Most poly people who meet others on dating sites put something about ENM/poly in their profiles, so potentials can know before they even swipe. Just imagine how they'd feel if they were mono and fell for you, and then realized they'd be permanently sharing you with others!
I can put myself in their shoes. I'd be pissed. I'd feel you just wasted a bunch of my precious time, and played around with my emotions, my heart.
Now, when I was 19 and home on summer break from college, I was casually dating 3 or 4 guys. This was before we had the term polyamory. One was an old friend turned lover, Tom. One was a brand new guy I'd met at college just as the semester ran down, Mitch. The third was a friend of a friend, Tony, and it was more of an experiment... just a few dates and a few kisses. The third was the brother of a high school friend, Tom 2, and I got drunk at a party at their house and woke up next to him... oops!

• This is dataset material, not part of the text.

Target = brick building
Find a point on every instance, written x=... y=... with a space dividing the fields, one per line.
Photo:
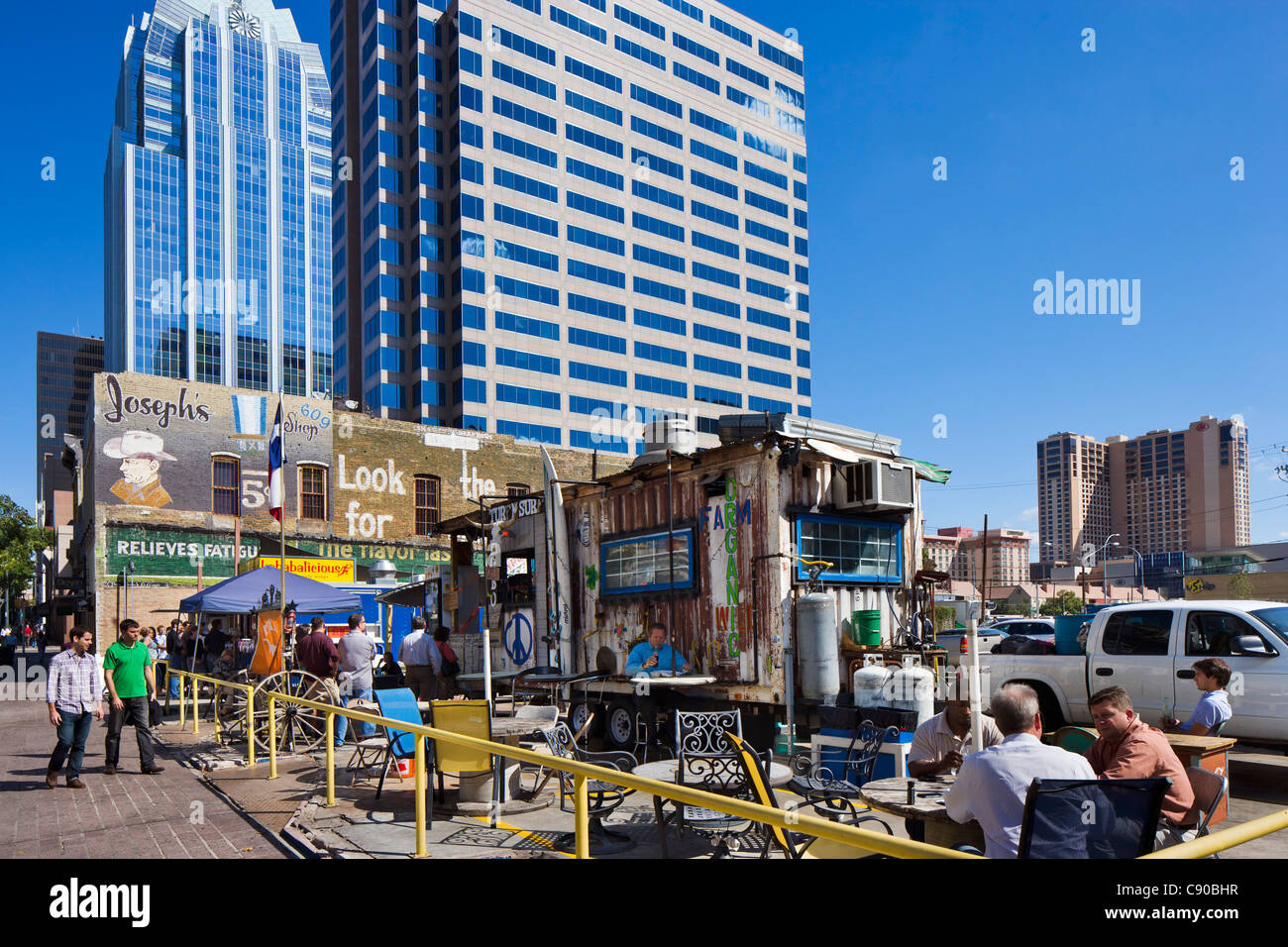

(Gosh, I haven't thought about that summer in a while; I was feeling myself lol)
This was mostly all so casual, and we were all so young, I didn't think anyone needed to know about the others. Turns out they were all summer flings except for Tom 1.
But as an actual full grown adult, busy with a job, with ideas of marriage, family, etc. looming, yes, it's definitely only polite to let people know who you actually are and what you're seeking right up front.